Queste sono le premesse a cui si ispirano le due proposte di legge presentate dall’Intergruppo parlamentare per la sussidiarietà sul tema dell’istruzione.

Com’è emerso martedì nell’incontro di presentazione del libro Viaggio nelle character skills, alla presenza del ministro dell’Istruzione Bianchi e dei firmatari della legge dell’Intergruppo, fenomeni come gli abbandoni scolastici, la disaffezione alla scuola, lo scarso orientamento verso il mondo del lavoro, la mancanza di investimento in formazione continua e di alto profilo sono le note dolenti a cui porre rimedio attraverso la valorizzazione della professionalità degli insegnanti, da una parte, e l’incentivo alla qualificazione professionale dall’altra.

La prima proposta di legge – relatore l’on. Lattanzio – riguarda la promozione delle competenze non cognitive nelle scuole di ogni ordine e grado dall’anno scolastico 2023/24, mediante due strumenti. Innanzitutto la formazione iniziale e continua dei docenti, con il coinvolgendo l’Indire, l’Invalsi, le università e gli enti accreditati attraverso un finanziamento dal Pnrr fino a 1,5 milioni di euro. Secondariamente si prevede una sperimentazione per individuare le competenze non cognitive più significative, le buone pratiche relative alle metodologie e ai processi di insegnamento e i criteri e gli strumenti per la loro rilevazione e valutazione. Si specifica, inoltre, che per l’attuazione della sperimentazione le scuole utilizzano le risorse dell’organico dell’autonomia senza ore di insegnamento eccedenti e si prevede il coinvolgimento della famiglia.

Il tema della formazione continua sul lavoro riguarda la seconda proposta di legge. Il livello di “disallineamento” tra domanda e offerta di lavoro nel nostro Paese è particolarmente alto e riguarda la difficoltà a fornire quella specializzazione necessaria ai manager delle imprese per poter guidare i processi di cambiamento in atto. Ad esempio, negli Stati Uniti è comune il fatto che giovani laureati avviati a carriere apicali nei primi anni lavoro frequentino di sera e nei fine settimane master e dottorati in università finanziati dalle stesse imprese. In Italia questo investimento in capitale umano non è in alcun modo incentivato. Anche se è ormai dimostrato che il salto di produttività non dipende solo dalle attrezzature, ma dalla qualità della formazione dei lavoratori, le imprese possono giustamente ammortizzare la nuova tecnologia (vedi legge Calenda), ma non possono fare altrettanto se mandano a studiare i loro giovani lavoratori.

L’obiettivo della seconda proposta di legge dell’Intergruppo è quindi quella di dare la possibilità alle imprese di formare i dipendenti con qualifiche di alto livello attraverso master e percorsi di specializzazione e perfezionamento, in Italia e all’estero.

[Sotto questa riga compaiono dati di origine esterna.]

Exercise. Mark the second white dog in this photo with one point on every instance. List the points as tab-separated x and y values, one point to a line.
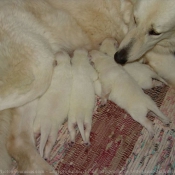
119	87
53	106
82	96
142	73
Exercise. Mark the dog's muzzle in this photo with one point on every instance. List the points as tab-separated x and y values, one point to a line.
121	56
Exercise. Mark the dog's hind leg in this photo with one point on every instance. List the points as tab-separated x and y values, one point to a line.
51	141
21	144
45	131
5	159
26	74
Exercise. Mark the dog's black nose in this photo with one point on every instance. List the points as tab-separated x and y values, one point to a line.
121	56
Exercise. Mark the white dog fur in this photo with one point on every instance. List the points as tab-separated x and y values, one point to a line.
152	37
31	32
5	120
82	100
141	73
53	106
119	87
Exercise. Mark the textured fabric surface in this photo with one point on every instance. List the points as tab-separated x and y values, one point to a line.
120	145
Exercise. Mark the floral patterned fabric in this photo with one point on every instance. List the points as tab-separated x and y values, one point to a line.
120	145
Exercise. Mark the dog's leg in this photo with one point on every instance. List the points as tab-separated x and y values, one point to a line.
105	92
88	126
5	159
45	128
71	128
21	144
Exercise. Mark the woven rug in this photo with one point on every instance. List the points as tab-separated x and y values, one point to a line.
120	145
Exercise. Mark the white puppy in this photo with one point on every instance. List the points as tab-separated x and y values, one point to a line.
83	95
54	104
142	73
119	87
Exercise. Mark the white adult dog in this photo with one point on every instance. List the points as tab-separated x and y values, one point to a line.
142	73
82	101
119	87
31	32
53	106
151	30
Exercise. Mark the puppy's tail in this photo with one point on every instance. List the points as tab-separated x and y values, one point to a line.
45	131
81	128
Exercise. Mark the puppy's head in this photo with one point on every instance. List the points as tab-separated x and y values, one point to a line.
152	23
99	59
109	46
80	55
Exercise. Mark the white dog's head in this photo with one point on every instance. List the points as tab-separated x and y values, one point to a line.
153	23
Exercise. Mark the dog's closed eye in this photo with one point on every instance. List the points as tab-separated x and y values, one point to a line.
153	32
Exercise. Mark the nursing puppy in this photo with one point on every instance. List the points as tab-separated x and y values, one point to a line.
21	143
82	100
141	73
53	106
151	33
119	87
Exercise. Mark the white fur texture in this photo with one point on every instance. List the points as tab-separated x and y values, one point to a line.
142	73
82	100
119	87
53	106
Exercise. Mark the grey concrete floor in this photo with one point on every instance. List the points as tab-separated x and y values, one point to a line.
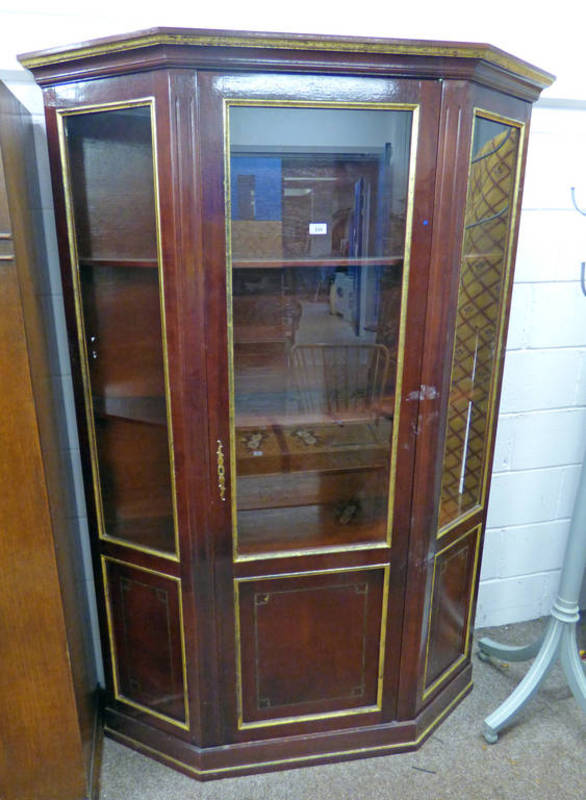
541	756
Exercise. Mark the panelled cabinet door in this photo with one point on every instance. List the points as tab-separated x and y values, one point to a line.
324	187
494	152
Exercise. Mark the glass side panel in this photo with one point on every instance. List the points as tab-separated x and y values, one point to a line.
318	201
110	157
483	273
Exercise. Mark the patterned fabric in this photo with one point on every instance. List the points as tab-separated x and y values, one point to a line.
483	270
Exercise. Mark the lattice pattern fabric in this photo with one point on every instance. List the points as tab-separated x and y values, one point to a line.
482	277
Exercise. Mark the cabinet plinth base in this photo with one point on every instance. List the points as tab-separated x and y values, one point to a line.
289	752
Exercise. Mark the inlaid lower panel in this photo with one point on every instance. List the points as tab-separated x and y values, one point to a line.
310	645
451	607
144	616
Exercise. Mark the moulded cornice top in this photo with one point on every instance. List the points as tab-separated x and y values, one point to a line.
148	42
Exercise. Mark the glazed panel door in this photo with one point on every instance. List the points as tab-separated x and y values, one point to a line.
317	209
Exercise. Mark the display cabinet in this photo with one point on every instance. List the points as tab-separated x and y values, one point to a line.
288	265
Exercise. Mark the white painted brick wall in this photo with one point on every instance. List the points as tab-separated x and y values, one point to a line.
542	424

I soggetti titolari di reddito di impresa, indipendentemente dalla forma giuridica, dalla dimensione aziendale e dal settore economico in cui operano, che effettuano spese in attività di formazione professionale di alto livello, potranno godere di agevolazioni fiscali. Le attività di formazione interessate sono quelle legate allo sviluppo di nuove tecnologie e all’approfondimento delle conoscenze delle tecnologie previste dal Piano nazionale industria 4.0. Tra queste: big data e analisi dei dati, cloud e fog computing, sicurezza cibernetica, sistemi cyber-fisici, prototipazione rapida, sistemi di visualizzazione e realtà aumentata, robotica avanzata e collaborativa, interfaccia uomo macchina, manifattura additiva, internet delle cose e delle macchine e integrazione digitale dei processi aziendali. L’aspetto qualificante della proposta di legge è che le imprese potranno accedere al beneficio in maniera automatica in fase di redazione del bilancio e tramite autocertificazione.

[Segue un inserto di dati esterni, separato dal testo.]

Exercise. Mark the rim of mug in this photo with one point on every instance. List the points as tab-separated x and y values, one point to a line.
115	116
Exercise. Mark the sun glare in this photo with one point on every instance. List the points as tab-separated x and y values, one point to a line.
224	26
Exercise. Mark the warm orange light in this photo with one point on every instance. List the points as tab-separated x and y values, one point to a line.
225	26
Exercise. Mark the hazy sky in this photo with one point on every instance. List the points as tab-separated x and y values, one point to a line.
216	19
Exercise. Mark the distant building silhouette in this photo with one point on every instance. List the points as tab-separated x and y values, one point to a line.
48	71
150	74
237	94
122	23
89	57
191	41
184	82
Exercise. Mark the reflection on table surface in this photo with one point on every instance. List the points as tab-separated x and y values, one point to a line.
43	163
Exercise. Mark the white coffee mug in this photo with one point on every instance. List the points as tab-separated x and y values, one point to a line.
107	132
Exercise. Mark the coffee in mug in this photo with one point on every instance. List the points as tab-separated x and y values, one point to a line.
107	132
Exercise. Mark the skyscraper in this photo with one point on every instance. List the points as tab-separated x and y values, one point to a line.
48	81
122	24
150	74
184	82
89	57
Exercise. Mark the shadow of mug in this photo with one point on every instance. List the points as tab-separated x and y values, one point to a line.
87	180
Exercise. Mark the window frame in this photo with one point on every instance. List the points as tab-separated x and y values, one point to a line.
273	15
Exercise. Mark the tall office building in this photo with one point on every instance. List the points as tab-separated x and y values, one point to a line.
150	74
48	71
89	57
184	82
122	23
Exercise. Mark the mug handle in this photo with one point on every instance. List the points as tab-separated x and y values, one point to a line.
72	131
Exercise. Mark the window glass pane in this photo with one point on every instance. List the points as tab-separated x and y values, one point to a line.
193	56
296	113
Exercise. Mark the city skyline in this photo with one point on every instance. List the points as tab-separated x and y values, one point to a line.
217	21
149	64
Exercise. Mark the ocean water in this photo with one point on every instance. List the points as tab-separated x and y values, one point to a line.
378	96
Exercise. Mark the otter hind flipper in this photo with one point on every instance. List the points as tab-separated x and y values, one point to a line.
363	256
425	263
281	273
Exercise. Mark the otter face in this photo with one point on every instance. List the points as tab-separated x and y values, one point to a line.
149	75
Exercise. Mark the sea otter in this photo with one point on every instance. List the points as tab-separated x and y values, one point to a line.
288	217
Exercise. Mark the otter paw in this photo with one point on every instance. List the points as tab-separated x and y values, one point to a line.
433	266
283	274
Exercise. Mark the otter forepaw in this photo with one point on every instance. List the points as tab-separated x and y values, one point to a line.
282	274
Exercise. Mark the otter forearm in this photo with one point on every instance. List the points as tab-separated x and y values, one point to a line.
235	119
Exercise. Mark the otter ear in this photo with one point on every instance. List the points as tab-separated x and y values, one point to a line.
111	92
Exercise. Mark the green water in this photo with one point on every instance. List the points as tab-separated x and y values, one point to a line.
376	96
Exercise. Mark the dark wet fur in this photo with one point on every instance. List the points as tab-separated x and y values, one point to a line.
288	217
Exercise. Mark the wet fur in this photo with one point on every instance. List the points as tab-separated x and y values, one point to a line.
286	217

Non servirà certamente solo questo provvedimento a contrastare il “mismatch” tra domanda e offerta di lavoro, ma certamente l’esempio virtuoso può esser l’inizio di un’inversione di tendenza. Per i Paesi sviluppati la conoscenza vale per il Pil quanto e più che le infrastrutture: occorre cominciare ad accorgersene per non rimanere una volta di più al palo nonostante tutti i Pnrr del mondo.